For this, I use LupaUpscaler or Magnific to upscale images and add realism, refining skin texture, edges, and micro details. But these tools can be expensive, so you have to use them wisely.

Think of them as your “final polish”, worth it when the shot really matters, but not every frame needs that level of attention.

This guide isn’t meant to show the only way to work, it’s more of a rough framework to understand how these processes can connect together. A lot of what I do is still experimental.

I move back and forth between different apps constantly. Sometimes, new ideas come from a failed render or a random test frame.
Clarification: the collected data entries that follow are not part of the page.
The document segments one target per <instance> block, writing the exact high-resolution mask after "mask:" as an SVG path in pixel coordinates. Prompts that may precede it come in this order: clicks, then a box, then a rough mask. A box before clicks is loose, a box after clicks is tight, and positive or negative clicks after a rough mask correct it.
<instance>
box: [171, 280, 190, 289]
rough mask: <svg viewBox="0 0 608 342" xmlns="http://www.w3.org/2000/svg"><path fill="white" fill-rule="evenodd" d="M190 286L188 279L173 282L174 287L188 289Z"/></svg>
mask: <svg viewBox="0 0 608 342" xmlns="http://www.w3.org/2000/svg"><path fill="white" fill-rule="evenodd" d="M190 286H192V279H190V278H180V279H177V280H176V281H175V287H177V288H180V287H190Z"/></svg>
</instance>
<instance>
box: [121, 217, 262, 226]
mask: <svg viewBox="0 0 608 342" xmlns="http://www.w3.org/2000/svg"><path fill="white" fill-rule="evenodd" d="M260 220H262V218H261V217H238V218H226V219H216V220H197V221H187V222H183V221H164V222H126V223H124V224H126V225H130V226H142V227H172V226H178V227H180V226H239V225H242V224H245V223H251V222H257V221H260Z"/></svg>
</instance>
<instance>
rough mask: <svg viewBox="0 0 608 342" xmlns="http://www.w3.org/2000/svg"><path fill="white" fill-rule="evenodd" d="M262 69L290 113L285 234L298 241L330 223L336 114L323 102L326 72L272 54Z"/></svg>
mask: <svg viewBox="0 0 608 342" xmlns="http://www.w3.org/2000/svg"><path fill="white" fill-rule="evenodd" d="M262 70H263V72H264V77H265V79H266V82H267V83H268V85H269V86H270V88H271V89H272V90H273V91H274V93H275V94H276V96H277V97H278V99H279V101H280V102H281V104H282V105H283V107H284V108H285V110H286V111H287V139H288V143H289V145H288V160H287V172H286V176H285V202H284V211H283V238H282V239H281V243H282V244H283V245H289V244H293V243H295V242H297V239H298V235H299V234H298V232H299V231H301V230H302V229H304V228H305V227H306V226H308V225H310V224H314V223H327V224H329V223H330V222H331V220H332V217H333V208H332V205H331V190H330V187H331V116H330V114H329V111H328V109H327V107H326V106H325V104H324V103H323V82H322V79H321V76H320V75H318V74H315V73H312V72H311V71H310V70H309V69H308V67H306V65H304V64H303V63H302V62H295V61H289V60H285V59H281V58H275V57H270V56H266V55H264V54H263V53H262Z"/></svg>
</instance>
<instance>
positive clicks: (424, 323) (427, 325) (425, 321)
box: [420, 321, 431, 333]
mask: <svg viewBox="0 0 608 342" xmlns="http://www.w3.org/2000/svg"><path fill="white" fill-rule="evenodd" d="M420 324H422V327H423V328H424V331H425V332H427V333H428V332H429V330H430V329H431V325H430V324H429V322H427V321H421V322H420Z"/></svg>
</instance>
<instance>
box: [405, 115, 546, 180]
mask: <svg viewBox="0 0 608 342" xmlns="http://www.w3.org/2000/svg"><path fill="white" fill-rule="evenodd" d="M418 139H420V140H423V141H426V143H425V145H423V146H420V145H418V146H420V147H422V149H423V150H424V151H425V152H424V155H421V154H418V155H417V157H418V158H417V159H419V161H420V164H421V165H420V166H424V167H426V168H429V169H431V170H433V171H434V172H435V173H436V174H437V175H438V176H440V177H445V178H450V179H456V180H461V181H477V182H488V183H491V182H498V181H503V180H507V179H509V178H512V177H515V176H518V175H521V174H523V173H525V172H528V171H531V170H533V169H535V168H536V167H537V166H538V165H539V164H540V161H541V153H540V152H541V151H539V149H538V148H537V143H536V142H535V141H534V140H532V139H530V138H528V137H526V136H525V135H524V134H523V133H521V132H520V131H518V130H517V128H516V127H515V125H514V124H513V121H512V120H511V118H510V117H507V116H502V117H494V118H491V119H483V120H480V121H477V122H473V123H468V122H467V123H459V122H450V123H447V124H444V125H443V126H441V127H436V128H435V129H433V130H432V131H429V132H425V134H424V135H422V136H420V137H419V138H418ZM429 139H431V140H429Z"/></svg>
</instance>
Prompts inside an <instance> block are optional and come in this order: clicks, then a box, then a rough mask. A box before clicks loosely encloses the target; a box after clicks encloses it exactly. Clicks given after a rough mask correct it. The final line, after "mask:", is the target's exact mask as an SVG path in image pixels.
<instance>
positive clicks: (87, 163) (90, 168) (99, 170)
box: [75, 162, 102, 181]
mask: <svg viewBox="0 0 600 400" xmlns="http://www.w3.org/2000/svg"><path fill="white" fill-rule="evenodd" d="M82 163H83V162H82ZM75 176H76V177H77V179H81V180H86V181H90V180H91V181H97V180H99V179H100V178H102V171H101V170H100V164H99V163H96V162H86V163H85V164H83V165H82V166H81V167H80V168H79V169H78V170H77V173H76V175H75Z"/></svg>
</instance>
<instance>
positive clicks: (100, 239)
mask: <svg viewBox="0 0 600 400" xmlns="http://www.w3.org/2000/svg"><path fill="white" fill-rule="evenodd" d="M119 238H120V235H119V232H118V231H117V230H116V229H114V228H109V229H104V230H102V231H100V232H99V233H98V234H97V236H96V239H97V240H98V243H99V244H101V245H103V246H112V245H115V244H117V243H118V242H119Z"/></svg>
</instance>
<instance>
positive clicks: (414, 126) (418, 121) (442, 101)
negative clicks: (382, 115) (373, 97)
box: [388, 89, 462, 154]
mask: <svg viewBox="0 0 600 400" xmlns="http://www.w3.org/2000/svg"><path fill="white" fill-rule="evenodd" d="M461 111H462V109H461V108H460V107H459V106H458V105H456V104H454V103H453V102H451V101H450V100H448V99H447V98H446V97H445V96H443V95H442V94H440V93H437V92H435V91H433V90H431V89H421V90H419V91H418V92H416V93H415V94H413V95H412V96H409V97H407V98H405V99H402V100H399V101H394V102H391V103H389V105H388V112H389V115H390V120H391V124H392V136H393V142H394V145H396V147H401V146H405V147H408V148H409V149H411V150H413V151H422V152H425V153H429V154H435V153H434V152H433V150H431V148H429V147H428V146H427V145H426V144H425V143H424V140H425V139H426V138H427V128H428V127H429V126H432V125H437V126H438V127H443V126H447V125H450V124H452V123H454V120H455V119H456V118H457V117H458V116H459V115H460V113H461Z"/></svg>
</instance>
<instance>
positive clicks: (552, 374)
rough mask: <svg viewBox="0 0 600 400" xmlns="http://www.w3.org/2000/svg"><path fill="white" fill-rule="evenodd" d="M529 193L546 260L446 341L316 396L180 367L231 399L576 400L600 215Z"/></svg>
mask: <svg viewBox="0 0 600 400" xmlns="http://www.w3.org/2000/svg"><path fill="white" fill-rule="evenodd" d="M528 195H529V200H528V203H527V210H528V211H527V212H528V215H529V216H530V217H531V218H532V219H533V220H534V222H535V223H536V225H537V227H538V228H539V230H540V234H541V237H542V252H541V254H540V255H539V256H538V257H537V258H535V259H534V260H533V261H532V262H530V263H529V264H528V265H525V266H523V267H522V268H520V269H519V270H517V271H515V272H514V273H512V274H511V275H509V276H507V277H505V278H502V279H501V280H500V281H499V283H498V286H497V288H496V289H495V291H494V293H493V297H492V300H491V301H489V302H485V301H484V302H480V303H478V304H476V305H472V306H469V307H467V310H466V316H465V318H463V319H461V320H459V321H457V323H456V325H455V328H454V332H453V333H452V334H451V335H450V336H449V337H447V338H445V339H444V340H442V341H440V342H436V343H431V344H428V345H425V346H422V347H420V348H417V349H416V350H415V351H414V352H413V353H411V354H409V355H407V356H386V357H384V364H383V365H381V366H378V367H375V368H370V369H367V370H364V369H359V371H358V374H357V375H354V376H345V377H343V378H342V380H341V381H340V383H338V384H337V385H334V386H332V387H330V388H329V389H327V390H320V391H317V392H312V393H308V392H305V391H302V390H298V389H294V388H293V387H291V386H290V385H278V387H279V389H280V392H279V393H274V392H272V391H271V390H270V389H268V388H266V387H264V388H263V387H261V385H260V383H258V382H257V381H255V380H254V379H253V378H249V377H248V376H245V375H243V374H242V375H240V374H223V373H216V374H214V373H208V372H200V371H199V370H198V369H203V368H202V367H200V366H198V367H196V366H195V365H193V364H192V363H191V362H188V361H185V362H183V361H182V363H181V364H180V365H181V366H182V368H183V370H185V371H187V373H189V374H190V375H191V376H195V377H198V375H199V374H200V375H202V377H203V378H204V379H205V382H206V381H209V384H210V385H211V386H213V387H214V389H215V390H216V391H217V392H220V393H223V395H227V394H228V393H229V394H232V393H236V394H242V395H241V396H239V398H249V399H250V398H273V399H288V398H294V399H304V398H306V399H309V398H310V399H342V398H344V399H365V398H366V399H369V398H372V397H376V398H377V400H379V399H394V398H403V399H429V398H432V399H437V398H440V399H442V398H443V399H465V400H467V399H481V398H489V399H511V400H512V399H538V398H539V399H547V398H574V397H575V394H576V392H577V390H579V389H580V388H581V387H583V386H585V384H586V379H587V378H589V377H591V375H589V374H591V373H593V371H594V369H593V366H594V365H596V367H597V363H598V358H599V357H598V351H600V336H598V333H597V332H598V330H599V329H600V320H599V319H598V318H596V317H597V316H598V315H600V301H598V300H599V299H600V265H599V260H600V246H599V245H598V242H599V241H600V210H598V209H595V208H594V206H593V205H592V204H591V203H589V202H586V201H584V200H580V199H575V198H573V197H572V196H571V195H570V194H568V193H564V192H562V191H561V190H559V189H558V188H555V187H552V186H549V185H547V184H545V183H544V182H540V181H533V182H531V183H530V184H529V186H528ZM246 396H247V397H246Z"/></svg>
It’s all part of the creative loop.

When you’re working in a studio or with a team, though, you might not always have that freedom to redo things endlessly. That’s why it’s important to balance exploration with direction, know when to push, and when to lock in your vision.

Final Thought

Animating in AI is still a moving target, the tools evolve every few months, and each one brings something new to the table.
Some platforms use start and end frames, letting you define how a shot begins and ends. Others don’t, meaning you’ll rely more on your prompt to guide motion. It’s not about finding the perfect model, it’s about understanding what each one is good at and using it to your advantage.

You might find one model great for realistic human movement, while another nails stylized lighting or product motion. In most cases, you’ll end up jumping between platforms, generating, refining, re-animating, until your sequence feels cohesive.

That’s part of the process. It’s messy, but it’s also where things happen.
Every test, every frame, every correction helps you understand what’s possible and that’s the point of all this. Not perfection, but exploration.

So don’t worry if your workflow looks different. The important thing is that you’re building something real, one frame, one test, one experiment at a time.